A jury in Durham, N.C., has found that Union Oil Co. and at least one other major oil company conspired to reduce competition in gasoline marketing by trying to drive a maverick marketer out of business.

The case could affect similar pending suits and generate more legal action if last week's decision is upheld.

A rural North Carolina oil jobber, Lee-Moore Oil Co., charged that major oil companies contrived an artificial shortage in early 1973, before the Arab oil embargo, by declining to import additional oil. The conspiracy was aimed at driving maverick oil marketers out of the market to keep them from depressing prices of major brands by fierce competition at the retail level, according to allegations in the Durham case.

The jury found Union liable for a total of $162,621 in treble damages for the economic harm the conspiracy caused the smaller company. Union has filed a motion asking a judge to overturn the jury verdict.

Similar charges are the basis for a suit filed by five states that is pending in federal court in Los Angeles against most of the major oil companies. A Federal Trade Commission antitrust suit aimed at breaking up the nation's eight largest oil companies also contained similar charges, but the FTC decided to drop that effort last year.

Lee-Moore was notified in September 1972 that Union was cancelling a contract under which Union sold gasoline and other petroleum products to Lee-Moore, which then sold them to Union-brand retailers. As a result, Lee-Moore was unable to supply Union-branded products to those customers, Lee-Moore's attorney, Irving Saul, told the jury.

Amoco was willing to supply some products to Lee-Moore, but only for resale to a few specified stations. That left Lee-Moore able to offer only unbranded products to its other customers.

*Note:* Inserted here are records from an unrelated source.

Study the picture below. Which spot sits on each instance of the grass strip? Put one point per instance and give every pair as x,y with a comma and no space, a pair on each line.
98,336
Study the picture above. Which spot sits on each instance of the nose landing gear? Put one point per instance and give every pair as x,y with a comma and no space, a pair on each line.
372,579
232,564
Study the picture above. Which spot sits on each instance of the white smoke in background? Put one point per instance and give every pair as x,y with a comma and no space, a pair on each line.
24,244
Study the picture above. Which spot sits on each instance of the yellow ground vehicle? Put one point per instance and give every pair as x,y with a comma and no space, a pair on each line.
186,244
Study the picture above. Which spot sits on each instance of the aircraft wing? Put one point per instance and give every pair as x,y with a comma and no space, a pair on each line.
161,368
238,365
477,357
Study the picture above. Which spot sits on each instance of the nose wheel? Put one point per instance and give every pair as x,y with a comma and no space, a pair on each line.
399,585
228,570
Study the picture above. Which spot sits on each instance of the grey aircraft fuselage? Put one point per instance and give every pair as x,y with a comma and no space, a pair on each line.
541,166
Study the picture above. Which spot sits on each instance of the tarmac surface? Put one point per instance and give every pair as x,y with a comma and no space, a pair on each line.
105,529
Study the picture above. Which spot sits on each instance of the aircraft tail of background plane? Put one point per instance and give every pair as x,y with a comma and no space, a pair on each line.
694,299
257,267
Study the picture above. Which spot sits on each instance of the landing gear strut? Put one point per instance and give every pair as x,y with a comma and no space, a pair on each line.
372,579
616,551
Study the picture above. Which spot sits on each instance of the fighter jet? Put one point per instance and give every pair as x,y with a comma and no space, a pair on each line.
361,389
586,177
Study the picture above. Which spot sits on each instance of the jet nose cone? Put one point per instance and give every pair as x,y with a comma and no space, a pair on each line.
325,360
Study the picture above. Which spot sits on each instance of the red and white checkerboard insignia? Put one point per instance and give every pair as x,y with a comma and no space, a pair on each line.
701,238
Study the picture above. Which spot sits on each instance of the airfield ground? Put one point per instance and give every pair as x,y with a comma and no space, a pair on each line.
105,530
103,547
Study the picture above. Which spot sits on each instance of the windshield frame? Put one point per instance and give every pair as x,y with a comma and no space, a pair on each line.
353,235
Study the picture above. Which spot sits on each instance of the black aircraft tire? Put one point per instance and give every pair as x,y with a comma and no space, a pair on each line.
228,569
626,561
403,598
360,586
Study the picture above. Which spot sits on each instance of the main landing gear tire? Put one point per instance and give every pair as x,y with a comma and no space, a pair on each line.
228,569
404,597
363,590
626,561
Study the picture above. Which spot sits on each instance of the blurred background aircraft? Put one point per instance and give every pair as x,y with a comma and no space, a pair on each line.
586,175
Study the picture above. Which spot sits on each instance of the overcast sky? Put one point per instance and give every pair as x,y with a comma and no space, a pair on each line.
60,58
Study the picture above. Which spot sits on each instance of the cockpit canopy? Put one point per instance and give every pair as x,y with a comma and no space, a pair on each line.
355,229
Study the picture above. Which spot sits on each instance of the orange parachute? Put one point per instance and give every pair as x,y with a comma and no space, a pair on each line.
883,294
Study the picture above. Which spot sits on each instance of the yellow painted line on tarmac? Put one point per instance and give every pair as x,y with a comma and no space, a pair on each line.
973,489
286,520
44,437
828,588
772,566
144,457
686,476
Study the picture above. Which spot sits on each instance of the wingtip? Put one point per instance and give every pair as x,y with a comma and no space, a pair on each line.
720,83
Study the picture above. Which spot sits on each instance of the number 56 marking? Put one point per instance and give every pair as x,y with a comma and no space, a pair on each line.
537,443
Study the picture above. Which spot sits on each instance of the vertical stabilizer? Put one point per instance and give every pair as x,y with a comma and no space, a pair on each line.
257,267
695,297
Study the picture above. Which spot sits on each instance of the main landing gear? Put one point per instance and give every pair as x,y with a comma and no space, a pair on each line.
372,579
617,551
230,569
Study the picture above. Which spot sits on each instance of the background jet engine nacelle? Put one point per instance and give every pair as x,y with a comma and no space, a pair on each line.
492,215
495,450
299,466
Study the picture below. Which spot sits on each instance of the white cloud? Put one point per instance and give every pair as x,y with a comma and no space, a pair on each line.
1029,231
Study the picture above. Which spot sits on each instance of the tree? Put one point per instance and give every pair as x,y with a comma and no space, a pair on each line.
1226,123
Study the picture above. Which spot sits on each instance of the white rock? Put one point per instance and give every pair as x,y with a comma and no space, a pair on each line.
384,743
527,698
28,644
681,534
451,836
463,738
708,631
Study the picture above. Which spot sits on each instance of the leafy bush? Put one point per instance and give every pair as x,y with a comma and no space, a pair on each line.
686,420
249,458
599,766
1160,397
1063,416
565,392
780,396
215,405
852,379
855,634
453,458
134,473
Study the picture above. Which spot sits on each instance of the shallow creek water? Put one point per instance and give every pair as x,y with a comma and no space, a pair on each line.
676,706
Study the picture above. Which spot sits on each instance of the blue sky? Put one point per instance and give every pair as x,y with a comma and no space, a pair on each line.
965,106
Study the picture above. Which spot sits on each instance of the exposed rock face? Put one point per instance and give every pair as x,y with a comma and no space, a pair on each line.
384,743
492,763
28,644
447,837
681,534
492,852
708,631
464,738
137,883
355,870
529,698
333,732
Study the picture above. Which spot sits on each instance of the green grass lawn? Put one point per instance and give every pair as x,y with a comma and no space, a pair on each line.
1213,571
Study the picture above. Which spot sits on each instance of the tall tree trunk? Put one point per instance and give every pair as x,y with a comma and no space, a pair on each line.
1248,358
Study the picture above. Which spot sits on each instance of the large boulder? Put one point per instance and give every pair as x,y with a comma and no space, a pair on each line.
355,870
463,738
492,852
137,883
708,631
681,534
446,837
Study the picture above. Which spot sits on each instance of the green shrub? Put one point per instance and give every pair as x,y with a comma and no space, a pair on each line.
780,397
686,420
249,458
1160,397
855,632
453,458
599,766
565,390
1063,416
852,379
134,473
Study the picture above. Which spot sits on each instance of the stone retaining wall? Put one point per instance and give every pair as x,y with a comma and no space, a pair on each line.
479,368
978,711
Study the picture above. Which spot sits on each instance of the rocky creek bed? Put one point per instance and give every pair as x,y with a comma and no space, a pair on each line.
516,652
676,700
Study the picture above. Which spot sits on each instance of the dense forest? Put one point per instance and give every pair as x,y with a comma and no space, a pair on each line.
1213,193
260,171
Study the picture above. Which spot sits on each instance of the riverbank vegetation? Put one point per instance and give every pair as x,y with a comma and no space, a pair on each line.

Lee-Moore claimed that it paid one to 20 cents more a gallon for gasoline as a result and that the retail stations that switched to independent brands lost the benefit of Union's advertising and credit cards. Some stations stopped buying from Lee-Moore, the company said.

Lee-Moore argued that its troubles were the result of a conspiracy by Union and at least one of the following companies: Exxon, Shell, Gulf, Phillips and Cities Service.

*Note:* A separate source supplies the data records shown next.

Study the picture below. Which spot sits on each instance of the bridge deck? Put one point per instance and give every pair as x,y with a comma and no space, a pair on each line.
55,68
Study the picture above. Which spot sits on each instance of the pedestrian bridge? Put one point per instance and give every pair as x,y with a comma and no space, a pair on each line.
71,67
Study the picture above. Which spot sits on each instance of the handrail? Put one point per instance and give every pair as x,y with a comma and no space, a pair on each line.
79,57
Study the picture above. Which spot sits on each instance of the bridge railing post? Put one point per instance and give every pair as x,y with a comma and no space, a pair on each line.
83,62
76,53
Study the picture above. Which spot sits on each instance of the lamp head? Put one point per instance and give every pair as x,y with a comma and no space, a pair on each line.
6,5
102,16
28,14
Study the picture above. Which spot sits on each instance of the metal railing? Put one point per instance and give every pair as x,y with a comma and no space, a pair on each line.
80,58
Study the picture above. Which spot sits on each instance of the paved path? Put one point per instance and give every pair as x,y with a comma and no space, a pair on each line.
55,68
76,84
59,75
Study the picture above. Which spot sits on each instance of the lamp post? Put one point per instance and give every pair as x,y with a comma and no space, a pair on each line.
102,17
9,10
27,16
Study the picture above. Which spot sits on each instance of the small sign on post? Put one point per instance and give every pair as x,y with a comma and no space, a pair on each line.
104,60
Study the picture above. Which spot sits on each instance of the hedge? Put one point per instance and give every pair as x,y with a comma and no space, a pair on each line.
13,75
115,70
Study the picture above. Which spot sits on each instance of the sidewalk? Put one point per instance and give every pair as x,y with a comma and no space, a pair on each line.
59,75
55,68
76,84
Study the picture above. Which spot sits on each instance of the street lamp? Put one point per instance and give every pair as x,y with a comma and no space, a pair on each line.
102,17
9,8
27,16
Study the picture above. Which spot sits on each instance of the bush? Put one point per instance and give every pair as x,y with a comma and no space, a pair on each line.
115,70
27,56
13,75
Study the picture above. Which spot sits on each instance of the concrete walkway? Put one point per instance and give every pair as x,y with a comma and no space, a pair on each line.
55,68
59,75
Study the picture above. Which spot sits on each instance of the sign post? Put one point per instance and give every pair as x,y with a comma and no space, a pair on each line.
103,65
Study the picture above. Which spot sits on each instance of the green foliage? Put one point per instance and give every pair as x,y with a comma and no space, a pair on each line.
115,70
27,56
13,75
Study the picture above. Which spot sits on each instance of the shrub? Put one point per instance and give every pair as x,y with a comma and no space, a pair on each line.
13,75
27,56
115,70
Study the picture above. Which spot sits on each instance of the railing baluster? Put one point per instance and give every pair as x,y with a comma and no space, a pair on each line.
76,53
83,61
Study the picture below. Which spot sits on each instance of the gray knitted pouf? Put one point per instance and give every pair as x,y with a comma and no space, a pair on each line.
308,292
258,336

According to Saul, at the time the contract was canceled there was a history of price wars that had kept prices down. At the same time, major oil companies began to look more at their "downstream" operations, including retail stations, as a source of revenue, he said.

Some marketers, such as Lee-Moore, were identified by major companies as less profitable than others, Saul said. As a result, when the so-called shortage occurred in 1973, they began to cancel contracts with those marketers.

Lee-Moore claimed that the shortage was induced by the companies themselves.